- 73 -Weyde, Tillman: Lern- und wissensbasierte Analyse von Rhythmen 
  Erste Seite (i) Vorherige Seite (72)Nächste Seite (74) Letzte Seite (247)      Suchen  Nur aktuelle Seite durchsuchen Gesamtes Dokument durchsuchen     Aktuelle Seite drucken Hilfe 

Leider wird die Behauptung, dieses seien Gesetzte oder Prinzipien der Wahrnehmung, nicht näher belegt. Dabei ist gerade die Frage nach Prinzipien der Beziehungen von Motiven zentral für eine solche Theorie der Melodik. Ein weiteres Problem ist, daß Narmour bei seiner Behandlung der Melodik die rhythmische Komponente vernachlässigt. Die Beschreibung der Implikationen und Realisationen ist für Rhythmen nicht ausgeführt. Eine genauere Behandlung der Frage, wie sich rhythmische Hierarchien im Laufe des Hörens entwickeln, steht noch aus.

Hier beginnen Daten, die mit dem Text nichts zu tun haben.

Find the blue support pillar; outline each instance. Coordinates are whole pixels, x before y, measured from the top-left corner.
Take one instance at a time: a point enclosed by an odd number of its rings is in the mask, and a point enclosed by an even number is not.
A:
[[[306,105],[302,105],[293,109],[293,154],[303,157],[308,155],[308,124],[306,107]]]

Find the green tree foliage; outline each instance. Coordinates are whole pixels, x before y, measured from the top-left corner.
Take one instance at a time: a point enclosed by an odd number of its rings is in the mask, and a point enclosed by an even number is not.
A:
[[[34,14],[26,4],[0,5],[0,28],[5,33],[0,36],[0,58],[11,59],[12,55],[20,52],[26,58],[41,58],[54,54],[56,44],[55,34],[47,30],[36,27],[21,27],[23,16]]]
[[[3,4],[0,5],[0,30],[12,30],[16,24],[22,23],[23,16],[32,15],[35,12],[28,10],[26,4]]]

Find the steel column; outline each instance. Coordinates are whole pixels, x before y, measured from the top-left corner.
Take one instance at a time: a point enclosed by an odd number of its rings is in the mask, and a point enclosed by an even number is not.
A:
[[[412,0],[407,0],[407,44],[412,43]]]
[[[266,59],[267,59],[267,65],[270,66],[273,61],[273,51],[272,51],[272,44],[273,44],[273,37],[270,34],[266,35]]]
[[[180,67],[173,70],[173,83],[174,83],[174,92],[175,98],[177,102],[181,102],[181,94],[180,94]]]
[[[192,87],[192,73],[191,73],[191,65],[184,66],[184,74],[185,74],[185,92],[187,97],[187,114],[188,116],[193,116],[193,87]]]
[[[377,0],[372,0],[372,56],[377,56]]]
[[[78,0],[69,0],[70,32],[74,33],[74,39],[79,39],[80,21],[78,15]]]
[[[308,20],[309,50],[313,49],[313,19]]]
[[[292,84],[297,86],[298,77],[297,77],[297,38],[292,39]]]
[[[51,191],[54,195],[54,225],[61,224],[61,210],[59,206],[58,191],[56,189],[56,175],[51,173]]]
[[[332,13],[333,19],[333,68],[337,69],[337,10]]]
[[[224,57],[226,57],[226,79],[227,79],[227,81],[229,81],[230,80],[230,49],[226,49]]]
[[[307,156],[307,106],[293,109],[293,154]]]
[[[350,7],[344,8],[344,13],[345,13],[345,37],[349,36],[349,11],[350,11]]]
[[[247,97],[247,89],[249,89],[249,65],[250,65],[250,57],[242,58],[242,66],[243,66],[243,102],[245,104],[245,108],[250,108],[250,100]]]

4.4.3.  Lerdahls und Jackendoffs Generative Theory of Tonal Music

Der einflußreichste Ansatz der Verbindung von Musiktheorie und kognitiver Modellbildung ist die Generative Theory of Tonal Music (GTTM) von Fred Lerdahl und Ray Jackendoff.53

Die GTTM verbindet generative Grammatiken mit Schenkerscher Analyse und beschreibt mehrere Arten von Einteilungen und Reduktionen, die auf der Basis eines Notentextes bestimmt werden. Für die verschiedenen Strukturen werden zwei Typen von Regeln angegeben, die Well Formedness Rules (WFR) und die Preference Rules (PR). Die WFR beschreiben die Minimalanforderungen an eine gültige Struktur. Eine Struktur, die die WFR nicht erfüllt, kommt also als Interpretation nicht in Frage. Da die WFR viele Möglichkeiten offenlassen, stellt sich die Frage, welche dieser Möglichkeiten musikalisch geeignet ist. Zur Beantwortung dieser Frage dienen die PR, die für verschiedene strukturellen Alternativen Präferenzen angeben.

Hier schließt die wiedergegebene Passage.